Cooperative folding of a protein mini domain: The peripheral subunit-binding domain of the pyruvate dehydrogenase multienzyme complex

The peripheral subunit-binding domain from the dihydrolipoamide acetyltransferase (E2) component of the pyruvate dehydrogenase multienzyme complex from Bacillus stearothermophilus is stably folded, despite its short sequence of only 43 amino acid residues. A 41 residue peptide derived from this domain, psbd41, undergoes a cooperative thermal unfolding transition with a t(m) of 54 degrees C. This three-helix protein is monomeric as judged by ultracentrifugation and concentration-dependent CD measurements.
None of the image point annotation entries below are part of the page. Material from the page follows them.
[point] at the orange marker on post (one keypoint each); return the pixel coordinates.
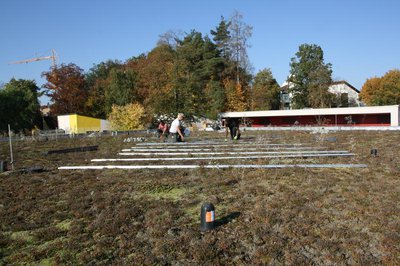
(207, 217)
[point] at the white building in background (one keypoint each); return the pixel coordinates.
(342, 89)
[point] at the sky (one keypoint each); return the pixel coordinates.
(360, 38)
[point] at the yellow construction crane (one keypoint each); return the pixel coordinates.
(52, 57)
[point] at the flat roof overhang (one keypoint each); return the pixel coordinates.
(368, 110)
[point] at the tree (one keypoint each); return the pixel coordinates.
(121, 89)
(310, 78)
(197, 66)
(265, 91)
(382, 91)
(240, 32)
(67, 89)
(127, 117)
(97, 81)
(222, 37)
(19, 105)
(154, 84)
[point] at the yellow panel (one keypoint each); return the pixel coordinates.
(86, 123)
(73, 124)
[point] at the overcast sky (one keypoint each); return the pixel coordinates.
(360, 38)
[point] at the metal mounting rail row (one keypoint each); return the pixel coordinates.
(223, 158)
(252, 166)
(222, 149)
(221, 153)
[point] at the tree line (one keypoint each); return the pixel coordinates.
(199, 75)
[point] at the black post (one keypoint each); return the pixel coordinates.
(207, 217)
(3, 166)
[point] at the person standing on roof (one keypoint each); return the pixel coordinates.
(162, 130)
(233, 125)
(176, 129)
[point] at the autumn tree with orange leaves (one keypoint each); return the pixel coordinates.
(382, 91)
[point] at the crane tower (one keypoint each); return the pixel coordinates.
(53, 57)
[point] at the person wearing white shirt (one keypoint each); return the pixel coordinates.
(175, 129)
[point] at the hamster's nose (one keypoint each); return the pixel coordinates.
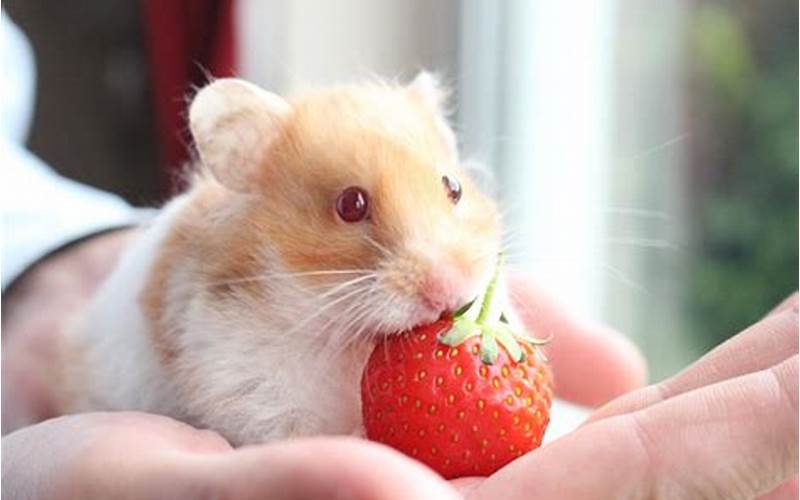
(443, 288)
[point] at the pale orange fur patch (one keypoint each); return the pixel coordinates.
(375, 136)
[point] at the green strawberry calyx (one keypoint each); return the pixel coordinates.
(483, 317)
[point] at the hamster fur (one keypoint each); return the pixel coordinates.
(248, 306)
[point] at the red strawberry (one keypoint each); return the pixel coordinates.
(446, 395)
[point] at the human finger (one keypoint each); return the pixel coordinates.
(734, 439)
(766, 343)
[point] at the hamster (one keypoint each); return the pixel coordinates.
(312, 226)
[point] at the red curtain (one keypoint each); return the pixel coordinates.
(188, 41)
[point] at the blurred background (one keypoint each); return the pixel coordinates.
(645, 153)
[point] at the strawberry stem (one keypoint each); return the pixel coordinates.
(488, 296)
(480, 317)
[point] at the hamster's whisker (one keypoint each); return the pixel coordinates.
(324, 272)
(268, 276)
(641, 242)
(347, 284)
(322, 309)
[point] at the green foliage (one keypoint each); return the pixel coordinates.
(744, 88)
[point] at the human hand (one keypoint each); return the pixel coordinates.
(37, 310)
(726, 427)
(136, 455)
(140, 455)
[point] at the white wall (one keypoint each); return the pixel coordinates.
(288, 45)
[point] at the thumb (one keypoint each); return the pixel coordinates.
(341, 468)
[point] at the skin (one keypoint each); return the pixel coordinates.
(730, 419)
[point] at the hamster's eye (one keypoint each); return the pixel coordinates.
(352, 205)
(453, 188)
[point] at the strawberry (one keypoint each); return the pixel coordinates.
(447, 395)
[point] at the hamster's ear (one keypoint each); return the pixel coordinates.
(234, 123)
(427, 88)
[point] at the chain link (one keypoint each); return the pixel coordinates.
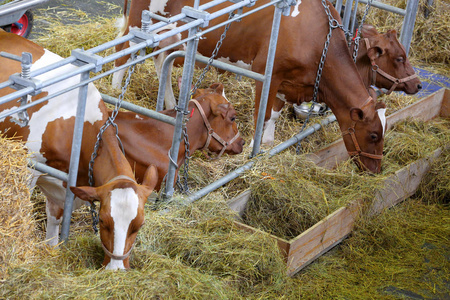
(358, 31)
(333, 24)
(109, 121)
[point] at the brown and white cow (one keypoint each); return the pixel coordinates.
(382, 62)
(48, 137)
(211, 126)
(300, 43)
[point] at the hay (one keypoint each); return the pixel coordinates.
(17, 230)
(195, 252)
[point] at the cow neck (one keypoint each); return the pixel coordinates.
(110, 162)
(363, 63)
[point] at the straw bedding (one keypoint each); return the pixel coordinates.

Peptides corresponding to the individual helices are largely unstructured both alone and in combination, indicating that the unusual stability of this protein does not arise solely from unusually stable alpha-helices. Chemical denaturation by guanidine hydrochloride is also cooperative with a Delta G(H2O) of 3.1 kcal mol(-1) at pH 8.0 and 25 degrees C. The chemical denaturation is broad with an m-value of 760 cal mol(-1) M-1. psbd41 contains a buried aspartate residue at position 34 that may provide stability and specificity to the fold. A mutant peptide, psbd41Asn was synthesized in which the buried aspartate residue was mutated to asparagine. This peptide still folds cooperatively and it is monomeric, but is much less thermostable than the wild-type with a t(m) of only 31 degrees C. Chemical denaturations at 4 degrees C give an m-value of 740 cal mol(-1) M-1, similar to the wild-type, but the stability Delta G(H2O) is only 1.4 kcal mol(-1). Both the wild-type and the mutant unfold at extremes of pH, but at 4 degrees C psbd41Asn is folded over a narrower pH range than the wild-type. Although the mutant unfolds cooperatively by thermal and by chemical denaturation, its NMR spectrum is significantly broader than that of the wild-type and it binds ANS. These results show that Asp34 is vital for the stability and specificity of this structure, the second smallest natural sequence known to ford in the absence of disulfide bonds or metal or ligand-binding sites. (C) 1998 Academic Press Limited.